BPA Chemical Lookalike Potentially More Risky
by Sarah (Steve) Mosko, PhD

Appeared:

It would have been hard to get through 2010 without bumping into some scary information about the plastic ingredient bisphenol A, aka BPA, like the fact it leaches from polycarbonate baby bottles & sports bottles and metal food can linings into the contents or that it is widespread in the dye on thermal cash register receipts and is absorbed through human skin.

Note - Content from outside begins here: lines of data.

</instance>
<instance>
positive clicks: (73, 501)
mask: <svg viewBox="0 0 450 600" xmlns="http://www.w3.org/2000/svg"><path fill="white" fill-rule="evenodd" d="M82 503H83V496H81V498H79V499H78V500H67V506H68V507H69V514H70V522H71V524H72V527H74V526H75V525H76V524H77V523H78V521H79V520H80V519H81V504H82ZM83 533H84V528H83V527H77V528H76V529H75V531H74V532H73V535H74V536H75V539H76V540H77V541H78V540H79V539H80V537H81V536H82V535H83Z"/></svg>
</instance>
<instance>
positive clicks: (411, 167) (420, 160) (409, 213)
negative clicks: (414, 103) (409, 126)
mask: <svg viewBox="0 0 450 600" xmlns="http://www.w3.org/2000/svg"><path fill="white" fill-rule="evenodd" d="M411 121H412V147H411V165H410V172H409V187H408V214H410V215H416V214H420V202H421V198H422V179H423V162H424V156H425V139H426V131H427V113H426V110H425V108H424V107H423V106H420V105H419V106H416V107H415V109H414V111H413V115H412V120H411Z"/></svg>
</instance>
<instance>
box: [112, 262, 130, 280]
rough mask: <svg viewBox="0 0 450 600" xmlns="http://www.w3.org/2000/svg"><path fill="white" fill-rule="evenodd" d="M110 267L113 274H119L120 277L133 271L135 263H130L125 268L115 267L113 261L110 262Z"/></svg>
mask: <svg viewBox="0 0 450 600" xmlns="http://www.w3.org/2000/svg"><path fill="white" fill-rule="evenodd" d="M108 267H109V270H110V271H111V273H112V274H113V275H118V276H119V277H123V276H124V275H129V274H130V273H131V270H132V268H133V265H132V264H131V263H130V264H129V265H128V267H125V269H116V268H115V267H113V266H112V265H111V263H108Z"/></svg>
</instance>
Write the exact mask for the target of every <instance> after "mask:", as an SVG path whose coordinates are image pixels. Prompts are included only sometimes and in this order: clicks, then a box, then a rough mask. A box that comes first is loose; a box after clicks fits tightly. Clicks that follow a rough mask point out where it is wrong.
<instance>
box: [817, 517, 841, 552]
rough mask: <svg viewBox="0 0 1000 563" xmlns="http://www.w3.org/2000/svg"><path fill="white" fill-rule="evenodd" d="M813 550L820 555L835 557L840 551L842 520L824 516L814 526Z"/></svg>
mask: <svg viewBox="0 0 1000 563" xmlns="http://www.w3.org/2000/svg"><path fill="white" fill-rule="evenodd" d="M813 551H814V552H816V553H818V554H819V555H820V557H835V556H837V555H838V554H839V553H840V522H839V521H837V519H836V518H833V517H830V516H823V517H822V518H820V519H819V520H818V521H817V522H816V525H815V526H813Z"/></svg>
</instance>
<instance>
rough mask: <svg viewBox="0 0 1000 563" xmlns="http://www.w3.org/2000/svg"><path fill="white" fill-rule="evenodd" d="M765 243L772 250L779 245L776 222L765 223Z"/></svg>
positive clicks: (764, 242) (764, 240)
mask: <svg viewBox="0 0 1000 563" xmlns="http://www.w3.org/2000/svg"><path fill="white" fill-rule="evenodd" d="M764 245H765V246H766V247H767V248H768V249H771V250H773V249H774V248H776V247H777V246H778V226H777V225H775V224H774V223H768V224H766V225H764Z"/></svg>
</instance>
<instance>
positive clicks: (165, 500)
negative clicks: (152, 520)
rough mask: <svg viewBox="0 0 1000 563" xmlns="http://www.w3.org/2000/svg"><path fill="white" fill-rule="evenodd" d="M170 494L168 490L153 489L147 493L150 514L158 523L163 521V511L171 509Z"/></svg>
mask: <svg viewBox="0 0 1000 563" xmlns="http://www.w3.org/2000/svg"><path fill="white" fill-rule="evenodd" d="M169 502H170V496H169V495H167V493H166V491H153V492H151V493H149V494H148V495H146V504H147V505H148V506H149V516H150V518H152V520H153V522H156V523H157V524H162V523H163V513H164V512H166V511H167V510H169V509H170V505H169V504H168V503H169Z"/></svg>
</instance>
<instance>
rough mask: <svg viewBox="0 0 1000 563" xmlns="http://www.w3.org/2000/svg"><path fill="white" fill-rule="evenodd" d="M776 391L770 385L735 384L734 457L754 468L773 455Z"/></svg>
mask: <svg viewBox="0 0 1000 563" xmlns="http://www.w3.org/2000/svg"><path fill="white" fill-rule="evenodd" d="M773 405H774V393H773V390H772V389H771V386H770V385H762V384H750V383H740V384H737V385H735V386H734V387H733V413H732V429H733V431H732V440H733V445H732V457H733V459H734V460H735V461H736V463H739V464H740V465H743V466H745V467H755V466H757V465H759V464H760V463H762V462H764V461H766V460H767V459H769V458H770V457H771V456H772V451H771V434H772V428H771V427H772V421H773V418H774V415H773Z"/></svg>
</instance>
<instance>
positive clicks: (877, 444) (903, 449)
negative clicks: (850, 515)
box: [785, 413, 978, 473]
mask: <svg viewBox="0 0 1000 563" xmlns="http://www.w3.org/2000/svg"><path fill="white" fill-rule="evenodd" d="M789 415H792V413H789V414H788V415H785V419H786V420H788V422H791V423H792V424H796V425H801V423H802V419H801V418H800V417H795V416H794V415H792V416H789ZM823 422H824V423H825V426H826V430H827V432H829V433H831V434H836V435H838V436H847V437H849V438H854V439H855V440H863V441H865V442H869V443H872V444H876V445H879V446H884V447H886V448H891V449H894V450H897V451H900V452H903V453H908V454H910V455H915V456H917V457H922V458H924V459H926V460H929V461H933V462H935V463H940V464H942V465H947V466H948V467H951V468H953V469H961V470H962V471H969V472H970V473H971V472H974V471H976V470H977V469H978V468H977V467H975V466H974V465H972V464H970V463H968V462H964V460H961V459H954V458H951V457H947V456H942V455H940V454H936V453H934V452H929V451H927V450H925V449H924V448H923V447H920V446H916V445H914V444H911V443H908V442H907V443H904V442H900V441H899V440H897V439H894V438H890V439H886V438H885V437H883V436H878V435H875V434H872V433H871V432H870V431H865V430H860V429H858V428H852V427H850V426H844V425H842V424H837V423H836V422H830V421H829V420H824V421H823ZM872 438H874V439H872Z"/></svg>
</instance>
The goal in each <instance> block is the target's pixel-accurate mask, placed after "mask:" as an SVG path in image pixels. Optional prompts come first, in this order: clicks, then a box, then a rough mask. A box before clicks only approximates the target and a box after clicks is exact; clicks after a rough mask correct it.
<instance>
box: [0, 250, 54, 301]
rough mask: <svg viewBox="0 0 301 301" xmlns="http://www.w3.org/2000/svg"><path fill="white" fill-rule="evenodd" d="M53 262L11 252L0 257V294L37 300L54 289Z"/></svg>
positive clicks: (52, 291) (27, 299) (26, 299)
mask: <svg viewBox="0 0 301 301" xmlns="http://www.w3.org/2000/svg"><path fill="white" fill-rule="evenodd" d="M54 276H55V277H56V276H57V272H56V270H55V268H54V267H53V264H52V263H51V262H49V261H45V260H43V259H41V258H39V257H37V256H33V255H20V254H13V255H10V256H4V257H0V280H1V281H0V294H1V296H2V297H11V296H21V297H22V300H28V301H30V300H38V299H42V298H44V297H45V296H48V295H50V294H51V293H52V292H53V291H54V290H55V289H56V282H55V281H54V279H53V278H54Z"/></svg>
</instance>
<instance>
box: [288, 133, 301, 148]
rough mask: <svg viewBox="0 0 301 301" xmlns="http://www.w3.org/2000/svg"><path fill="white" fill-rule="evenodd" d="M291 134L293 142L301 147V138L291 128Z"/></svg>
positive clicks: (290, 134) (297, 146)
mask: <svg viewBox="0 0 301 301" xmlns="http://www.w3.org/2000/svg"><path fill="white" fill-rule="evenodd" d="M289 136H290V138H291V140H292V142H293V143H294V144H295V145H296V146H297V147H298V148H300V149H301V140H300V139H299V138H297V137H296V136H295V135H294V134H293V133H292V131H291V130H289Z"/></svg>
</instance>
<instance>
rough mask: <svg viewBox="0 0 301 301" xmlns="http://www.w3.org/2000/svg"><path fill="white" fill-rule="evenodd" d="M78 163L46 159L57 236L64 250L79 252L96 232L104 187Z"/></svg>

Adding to such anxieties about environmental toxins, Japanese researchers have recently honed in on a chemical very similar to BPA dubbed BPAF, or bisphenol AF, that might be even more dangerous than BPA. The “F” stands for fluorine, and the two substances are identical except for the substitution of six fluorine atoms in BPAF for six hydrogens in BPA (see below).

In part, it was knowledge that certain properties of fluorine might intensify the molecule’s reactivity that drew the researchers’ attention to BPAF, as there are additional chemicals out there that resemble BPA too.

The risks of exposure to BPA stem from the fact that it is an endocrine disruptor that mimics the actions of the hormone estrogen. Over 200 laboratory studies have linked low-dose BPA exposure to a host of health effects including reduced sperm production and infertility, cardiovascular diseae, diabetes and derailed development of the brain and prostate gland.